Top 10 Mistakes to Avoid on the Research Computing Clusters

Tiger Cluster

Tiger cluster in the High Performance Computing Research Center. Photo credit: Floe Fusin-Wischusen, PICSciE

  1. Do not go over your storage quota. Exceeding your storage quota can lead to many problems including batch jobs failing, confusing error messages and the inability to use X11 forwarding. Be sure to routinely run the checkquota command to check your usage. If more space is needed then remove files or request a quota increase.
  2. Do not run jobs on the login nodes. When you connect to a cluster via SSH you land on the login node which is shared by all users. The login node is reserved for submitting jobs, compiling codes, installing software and running short tests that use only a few CPU-cores and finish within a few minutes.
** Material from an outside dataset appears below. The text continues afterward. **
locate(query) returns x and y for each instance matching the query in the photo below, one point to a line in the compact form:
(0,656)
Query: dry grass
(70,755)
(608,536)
Anything more intensive must be submitted to the Slurm job scheduler as either a batch or interactive job. Failure to comply with this rule may result in your account being temporarily suspended.
  3. Do not write the output of actively running jobs to /tigress or /projects. The /tigress and /projects storage systems are shared by all of the large clusters via a single, slow connection and they are designed for non-volatile files only (i.e., files that do not change over time). Writing job output to these systems may adversely affect the work of other users and it may cause your job to run inefficiently or fail. Instead, write your output to the much faster /scratch/gpfs/<YourNetID> and then, after the job completes, copy or move the output to /projects if a backup is desired. See Data Storage for more.
  4. Do not try to access the Internet from batch or interactive jobs. All jobs submitted to the Slurm job scheduler run on the compute nodes which do not have Internet access. This includes OnDemand sessions via MyAdroit and MyDella. Because of this, a running job cannot download files, install packages or connect to GitHub. You will need to perform these operations on the login node or a visualization node before submitting the job.
  5. Do not allocate excessive amounts of CPU memory. Please use accurate values for the --mem-per-cpu or --mem Slurm directives. Allocating excess CPU memory will unnecessarily increase your queue times and it could make multiple CPU-cores unavailable for other jobs to use. Learn how to allocate memory using Slurm.
  6. Do not allocate more than one CPU-core for serial jobs. Serial codes cannot run in parallel so using more than one CPU-core will not cause the job to run faster. Instead, doing so will waste resources and cause your next job to have a lower priority. See the Slurm page for tips on figuring out if your code can run in parallel and for information about Job Arrays which allow one to run many jobs simultaneously.
  7. Do not run jobs with a parallel code without first conducting a scaling analysis. If your code runs in parallel then you need to determine the optimal number of nodes and CPU-cores to use. The same is true if it can use multiple GPUs. To do this, perform a scaling analysis as described in Choosing the Number of Nodes, CPU-cores and GPUs.
  8. Do not request a GPU for a code that can only use CPUs. Only codes that have been explicitly written to use GPUs can take advantage of GPUs. Allocating a GPU for a CPU-only code will not speed-up the execution time but it will increase your queue time, waste resources and lower the priority of your next job submission. Furthermore, some codes are written to use only a single GPU. For more see GPU Computing and Choosing the Number of Nodes, CPU-cores and GPUs.
  9. Do not use the system GCC when a newer version is needed. The GNU Compiler Collection (GCC) provides a suite of compilers (gcc, g++, gfortran) and related tools. You can determine the version of the system GCC by running the command "gcc --version". If the system version is insufficient then load the appropriate environment module to make a newer version available. On Della, Stellar and Traverse run the command "module avail gcc-toolset" to see the available modules. On Tiger use "module avail rh". Learn more about environment modules.
  10. Do not waste your time trying to solve software or job scheduler problems. Research Computing is composed of staff members with a broad range of experience. If you encounter a problem that is proving difficult to solve then please see How to Get Help. Additionally, to improve your HPC skills be sure to attend the workshops and training sessions that we offer throughout the year.